Consider this a PoC that looks at running Dagster locally for development and in GKE for production.
Authentication with the GCP project happens through a service account. The commands below will create a service account and download a JSON key. This service account will also be used via Workload Identity when deployed in production on GKE.
gcloud config set project $GOOGLE_CLOUD_PROJECT;
gcloud iam service-accounts create dagster \
--display-name="dagster";
export SA_EMAIL=`gcloud iam service-accounts list --format='value(email)' \
--filter='displayName:dagster'`
gcloud projects add-iam-policy-binding $GOOGLE_CLOUD_PROJECT \
--member serviceAccount:$SA_EMAIL \
--role roles/bigquery.jobUser;
gcloud projects add-iam-policy-binding $GOOGLE_CLOUD_PROJECT \
--member serviceAccount:$SA_EMAIL \
--role roles/bigquery.user;
gcloud projects add-iam-policy-binding $GOOGLE_CLOUD_PROJECT \
--member serviceAccount:$SA_EMAIL \
--role roles/bigquery.dataEditor;
gcloud projects add-iam-policy-binding $GOOGLE_CLOUD_PROJECT \
--member serviceAccount:$SA_EMAIL \
--role roles/storage.admin;
gcloud iam service-accounts keys create service.json \
--iam-account=$SA_EMAIL;
Complete your .env file.
poetry env use 3.9.10;
poetry install;
dagit -w dagster/workspace.yaml;
gcloud config set project $GOOGLE_CLOUD_PROJECT;
gcloud config set compute/region us-central1;
gcloud services enable artifactregistry.googleapis.com;
gcloud services enable cloudbuild.googleapis.com;
gcloud services enable compute.googleapis.com;
gcloud services enable container.googleapis.com;
gcloud services enable servicenetworking.googleapis.com;
gcloud services enable sqladmin.googleapis.com;
gcloud services enable iamcredentials.googleapis.com;
The production job uses the Google Cloud Storage (GCS) IO manager. This requires a GCS bucket.
gsutil mb gs://$GOOGLE_CLOUD_PROJECT
While the Dagster helm chart deploys PostgreSQL in the cluster, this deployment will connect to a Cloud SQL instance via a private ip.

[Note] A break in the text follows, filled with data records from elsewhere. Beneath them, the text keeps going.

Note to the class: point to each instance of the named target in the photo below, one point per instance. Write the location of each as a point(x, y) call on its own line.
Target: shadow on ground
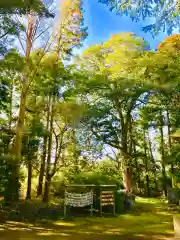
point(149, 221)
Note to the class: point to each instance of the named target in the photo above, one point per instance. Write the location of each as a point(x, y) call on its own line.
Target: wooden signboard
point(107, 198)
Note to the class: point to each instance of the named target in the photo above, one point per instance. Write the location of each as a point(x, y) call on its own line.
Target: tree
point(167, 12)
point(116, 95)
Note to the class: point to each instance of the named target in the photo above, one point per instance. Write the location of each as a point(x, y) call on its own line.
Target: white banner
point(78, 200)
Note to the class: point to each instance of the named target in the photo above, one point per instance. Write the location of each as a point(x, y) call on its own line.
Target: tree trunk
point(42, 169)
point(46, 189)
point(29, 183)
point(170, 146)
point(14, 192)
point(152, 160)
point(127, 172)
point(146, 163)
point(162, 154)
point(43, 160)
point(48, 166)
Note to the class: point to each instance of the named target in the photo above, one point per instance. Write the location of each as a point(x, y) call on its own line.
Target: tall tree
point(164, 14)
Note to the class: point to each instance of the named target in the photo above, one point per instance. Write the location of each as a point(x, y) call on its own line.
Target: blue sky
point(102, 24)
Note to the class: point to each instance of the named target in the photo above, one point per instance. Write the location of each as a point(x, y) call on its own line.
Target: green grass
point(149, 220)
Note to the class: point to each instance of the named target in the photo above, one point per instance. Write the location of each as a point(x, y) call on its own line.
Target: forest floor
point(150, 220)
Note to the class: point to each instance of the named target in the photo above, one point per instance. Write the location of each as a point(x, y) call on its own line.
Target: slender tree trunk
point(146, 164)
point(127, 172)
point(48, 165)
point(162, 154)
point(14, 196)
point(152, 160)
point(43, 160)
point(29, 184)
point(170, 145)
point(42, 169)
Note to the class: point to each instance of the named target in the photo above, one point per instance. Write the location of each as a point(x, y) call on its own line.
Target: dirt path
point(150, 220)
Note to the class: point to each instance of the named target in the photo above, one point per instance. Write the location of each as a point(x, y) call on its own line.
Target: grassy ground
point(150, 220)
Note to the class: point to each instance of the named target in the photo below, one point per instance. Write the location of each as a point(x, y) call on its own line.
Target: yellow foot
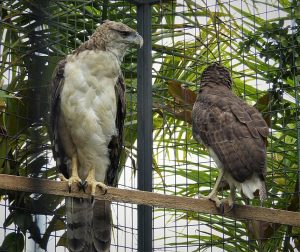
point(213, 198)
point(72, 180)
point(230, 202)
point(93, 184)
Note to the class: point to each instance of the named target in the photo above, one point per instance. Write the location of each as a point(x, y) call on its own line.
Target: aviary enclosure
point(259, 41)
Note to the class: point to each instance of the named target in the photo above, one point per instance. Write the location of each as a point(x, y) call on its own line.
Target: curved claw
point(71, 180)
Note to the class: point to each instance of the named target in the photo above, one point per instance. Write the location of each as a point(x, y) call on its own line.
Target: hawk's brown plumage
point(233, 132)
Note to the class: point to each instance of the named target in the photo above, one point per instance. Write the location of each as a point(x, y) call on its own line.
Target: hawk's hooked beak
point(137, 40)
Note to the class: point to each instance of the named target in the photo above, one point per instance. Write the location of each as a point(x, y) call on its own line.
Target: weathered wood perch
point(44, 186)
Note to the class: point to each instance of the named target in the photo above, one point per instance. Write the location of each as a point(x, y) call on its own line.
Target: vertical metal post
point(144, 127)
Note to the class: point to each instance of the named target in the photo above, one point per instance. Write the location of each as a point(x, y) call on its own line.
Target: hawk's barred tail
point(89, 225)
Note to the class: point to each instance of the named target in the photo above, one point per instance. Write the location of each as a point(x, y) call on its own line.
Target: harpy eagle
point(234, 134)
point(87, 118)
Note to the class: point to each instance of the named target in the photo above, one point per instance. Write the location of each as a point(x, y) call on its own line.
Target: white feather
point(88, 104)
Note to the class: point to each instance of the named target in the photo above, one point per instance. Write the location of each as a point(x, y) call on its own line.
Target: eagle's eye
point(124, 33)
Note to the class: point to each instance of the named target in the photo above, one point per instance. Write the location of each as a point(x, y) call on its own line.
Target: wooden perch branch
point(43, 186)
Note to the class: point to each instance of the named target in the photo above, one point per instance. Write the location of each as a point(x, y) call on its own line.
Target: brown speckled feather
point(234, 130)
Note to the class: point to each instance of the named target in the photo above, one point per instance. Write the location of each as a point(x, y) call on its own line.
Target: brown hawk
point(87, 118)
point(234, 134)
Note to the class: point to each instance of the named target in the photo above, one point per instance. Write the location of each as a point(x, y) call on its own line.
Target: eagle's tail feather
point(88, 225)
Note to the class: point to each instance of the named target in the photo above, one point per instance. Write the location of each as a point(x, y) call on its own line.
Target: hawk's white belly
point(88, 106)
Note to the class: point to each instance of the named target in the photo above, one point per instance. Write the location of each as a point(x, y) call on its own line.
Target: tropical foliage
point(261, 48)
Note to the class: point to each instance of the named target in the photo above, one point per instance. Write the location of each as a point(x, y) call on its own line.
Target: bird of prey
point(234, 134)
point(87, 118)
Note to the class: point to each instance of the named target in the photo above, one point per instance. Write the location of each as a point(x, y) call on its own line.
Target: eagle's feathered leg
point(91, 181)
point(230, 199)
point(213, 194)
point(74, 179)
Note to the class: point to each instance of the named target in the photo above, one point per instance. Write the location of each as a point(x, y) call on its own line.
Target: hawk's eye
point(125, 33)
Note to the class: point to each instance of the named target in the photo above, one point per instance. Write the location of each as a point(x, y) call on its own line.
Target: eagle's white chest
point(88, 105)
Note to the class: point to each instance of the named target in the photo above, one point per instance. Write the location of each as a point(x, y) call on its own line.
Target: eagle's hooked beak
point(138, 40)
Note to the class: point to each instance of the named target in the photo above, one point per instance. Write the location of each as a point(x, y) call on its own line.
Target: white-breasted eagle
point(234, 134)
point(87, 118)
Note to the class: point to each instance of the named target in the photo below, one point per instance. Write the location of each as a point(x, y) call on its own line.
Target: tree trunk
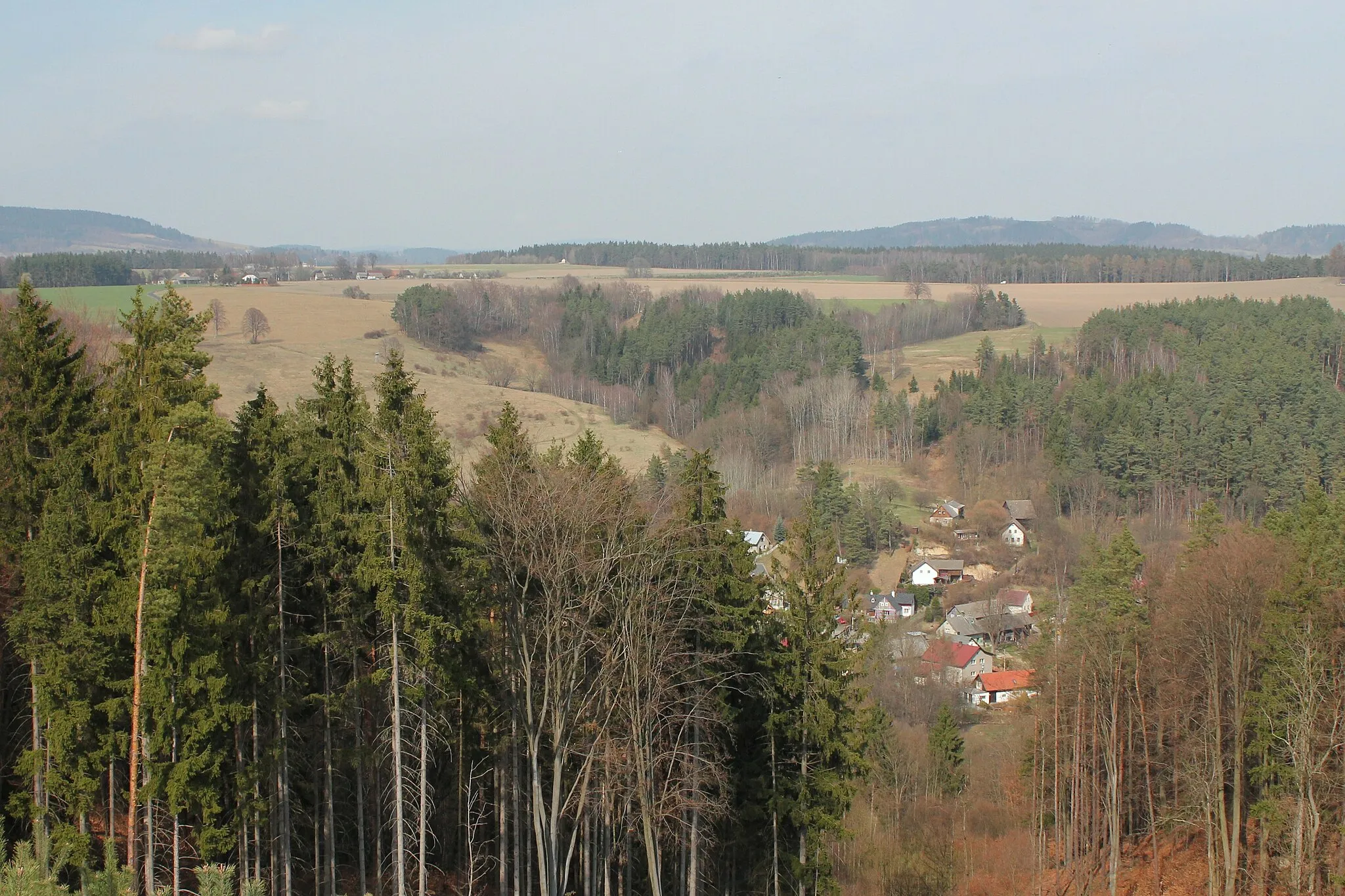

gcloud compute addresses create google-managed-services-default \
--global \
--purpose=VPC_PEERING \
--prefix-length=16 \
--description="peering range" \
--network=default;
gcloud services vpc-peerings connect \
--service=servicenetworking.googleapis.com \
--ranges=google-managed-services-default \
--network=default \
--project=$GOOGLE_CLOUD_PROJECT;
# create cloud sql instance
gcloud beta sql instances create \
--zone us-central1-c \
--database-version POSTGRES_13 \
--tier db-f1-micro \
--storage-auto-increase \
--network=projects/$GOOGLE_CLOUD_PROJECT/global/networks/default \
--backup-start-time 08:00 dagster;
gcloud sql databases create 'dagster' --instance=dagster;
# TODO: set the postgres user password
# create artifact registry repository
gcloud artifacts repositories create dagster \
--project=$GOOGLE_CLOUD_PROJECT \
--repository-format=docker \
--location=us-central1 \
--description="Docker repository";
# create gke autopilot cluster
gcloud container clusters create-auto kubefun --region us-central1;
kubectl create secret generic dagster-gcs-bucket-name --from-literal=GCS_BUCKET_NAME=main-form-349700;
kubectl create secret generic dagster-postgresql-secret --from-literal=postgresql-password='SecretPassword';
helm repo add dagster https://dagster-io.github.io/helm ;
helm repo update;
gcloud builds submit \
--tag us-central1-docker.pkg.dev/$GOOGLE_CLOUD_PROJECT/dagster/dagster .;
helm upgrade --install dagster dagster/dagster -f values.yaml;
kubectl create configmap dagster-lea-vars \
--from-literal GCS_BUCKET_DEV='dagster-dev-bucket-name' \
--from-literal GCS_BUCKET_PROD='dagster-prod-bucket-name' \
--from-literal DBT_PROJECT_DIR='/opt/dagster/app/dbt' \
--from-literal DBT_PROFILES_DIR='/opt/dagster/app';
kubectl create secret generic dagster-edfi-api \
--from-literal EDFI_BASE_URL='XXXXXXXX' \
--from-literal EDFI_API_KEY='XXXXXXXX' \
--from-literal EDFI_API_SECRET='XXXXXXXX';
# bind kubernetes service account to google service account
gcloud iam service-accounts add-iam-policy-binding \
--role="roles/iam.workloadIdentityUser" \
--member="serviceAccount:$GOOGLE_CLOUD_PROJECT.svc.id.goog[default/dagster]" \
dagster@$GOOGLE_CLOUD_PROJECT.iam.gserviceaccount.com;
kubectl annotate serviceaccount \
default \
iam.gke.io/gcp-service-account=dagster@$GOOGLE_CLOUD_PROJECT.iam.gserviceaccount.com;
kubectl annotate serviceaccount \
dagster \
iam.gke.io/gcp-service-account=dagster@$GOOGLE_CLOUD_PROJECT.iam.gserviceaccount.com;
export DAGIT_POD_NAME=$(kubectl get pods --namespace default -l "app.kubernetes.io/name=dagster,app.kubernetes.io/instance=dagster,component=dagit" -o jsonpath="{.items[0].metadata.name}")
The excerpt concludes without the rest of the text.